La gran interrogante es si el PRD puede ganar la presidencia a través de la radicalización a ultranza de la vida política nacional. La estridencia del discurso, el encono del debate y lo incendiario de la retórica son instrumentos absolutamente válidos y respetables como estrategia para intentar alcanzar el poder. Pero, además de crear extraordinarios problemas para la vida cotidiana de la población y de exacerbar los riesgos de que se produzca un descarrilamiento económico en los próximos años -que, uno podría argumentar, son medios válidos, aunque sin duda potencialmente contraproducentes para llegar al poder- la estrategia puede impedirle al PRD ganar la presidencia en el año 2000.

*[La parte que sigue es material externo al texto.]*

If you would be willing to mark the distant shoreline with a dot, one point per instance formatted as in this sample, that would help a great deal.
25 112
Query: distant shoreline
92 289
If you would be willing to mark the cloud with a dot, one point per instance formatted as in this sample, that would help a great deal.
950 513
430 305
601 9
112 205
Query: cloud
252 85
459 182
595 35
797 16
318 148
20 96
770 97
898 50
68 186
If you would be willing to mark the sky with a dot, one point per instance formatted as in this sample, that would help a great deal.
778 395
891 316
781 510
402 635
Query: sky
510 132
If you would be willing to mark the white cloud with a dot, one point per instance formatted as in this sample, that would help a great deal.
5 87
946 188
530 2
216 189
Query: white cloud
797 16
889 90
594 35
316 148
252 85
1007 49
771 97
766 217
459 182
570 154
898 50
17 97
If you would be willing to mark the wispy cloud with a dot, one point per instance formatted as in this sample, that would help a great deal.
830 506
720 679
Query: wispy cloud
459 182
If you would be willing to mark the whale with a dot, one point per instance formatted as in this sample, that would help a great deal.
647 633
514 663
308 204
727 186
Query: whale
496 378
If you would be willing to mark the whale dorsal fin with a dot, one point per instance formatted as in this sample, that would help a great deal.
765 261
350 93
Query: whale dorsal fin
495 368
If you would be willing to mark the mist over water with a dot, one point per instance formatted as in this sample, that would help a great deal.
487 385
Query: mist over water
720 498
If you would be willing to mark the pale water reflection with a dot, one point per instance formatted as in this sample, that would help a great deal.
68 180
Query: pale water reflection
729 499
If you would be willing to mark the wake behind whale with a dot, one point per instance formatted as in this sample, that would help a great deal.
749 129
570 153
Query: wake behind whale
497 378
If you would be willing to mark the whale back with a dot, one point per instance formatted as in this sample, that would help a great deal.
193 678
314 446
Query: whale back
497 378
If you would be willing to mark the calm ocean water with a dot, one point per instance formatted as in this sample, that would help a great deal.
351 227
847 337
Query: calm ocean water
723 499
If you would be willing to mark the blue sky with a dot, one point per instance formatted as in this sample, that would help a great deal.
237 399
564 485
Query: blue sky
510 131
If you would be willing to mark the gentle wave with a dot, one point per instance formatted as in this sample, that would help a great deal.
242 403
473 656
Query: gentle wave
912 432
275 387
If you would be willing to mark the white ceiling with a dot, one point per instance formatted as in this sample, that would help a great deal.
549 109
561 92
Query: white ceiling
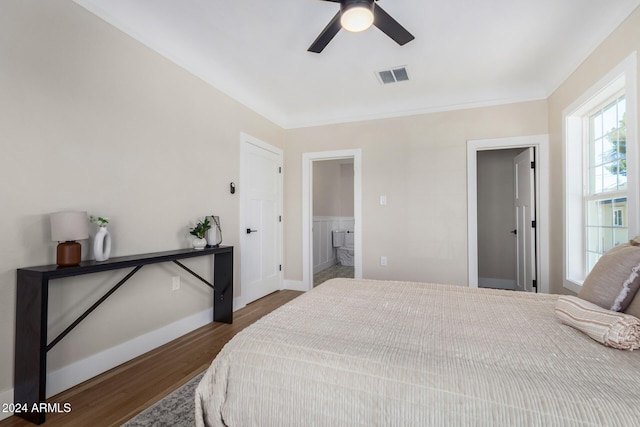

Ninguno de los tres partidos políticos principales tiene asegurado el triunfo en la elección presidencial del 2000, porque ninguno cuenta ya con una base electoral lo suficientemente amplia para garantizar el triunfo. Sin embargo, es evidente que la base de votantes leales y confiables de cada partido es muy distinta, como lo demuestra el hecho de que el PRI haya ganado siete de las diez gubernaturas disputadas este año y, también significativo, que el PAN, a pesar de sólo haber logrado una gubernatura, elevara el número de votos este año respecto a los alcanzados en 1997. Aunque para poder ganar la presidencia los tres partidos tendrían que lograr votos más allá de sus clientelas seguras, el PRD es, sin la menor duda, el partido que más votantes adicionales -de los no comprometidos con otros partidos o, como le llaman los expertos, “flotantes”- tendría que lograr atraer para poder ganar. Aunque hay un número creciente de votantes cuyo único propósito es el de derrotar al PRI, la mayor parte de esos votantes, típicamente residentes urbanos, son mucho más moderados en términos ideológicos y filosóficos que las clientelas naturales del PRD. Es decir, si el PRD quiere lograr atraer el voto no comprometido, va a tener que moderar su lenguaje y oferta electoral, tal y como ocurrió con la campaña de Cuauhtémoc Cárdenas en 1997.
Lo que le dio votos al PRD en 1997 y 1998 fue su inteligente estrategia de absorción de disidentes priístas. Ahí está la lección tanto para el PAN como para el propio PRD. La retórica incendiaria de los últimos meses en materia del Fobaproa sin duda será muy satisfactoria para sus bases más encumbradas y radicales, pero está lejos de ser una oferta razonable para atraer votantes que lo único que quieren es vivir tranquilos. Esa retórica puede acabar llevando al PRD a lograr exactamente lo opuesto a su propósito: destrozar al PAN y afianzar al PRI.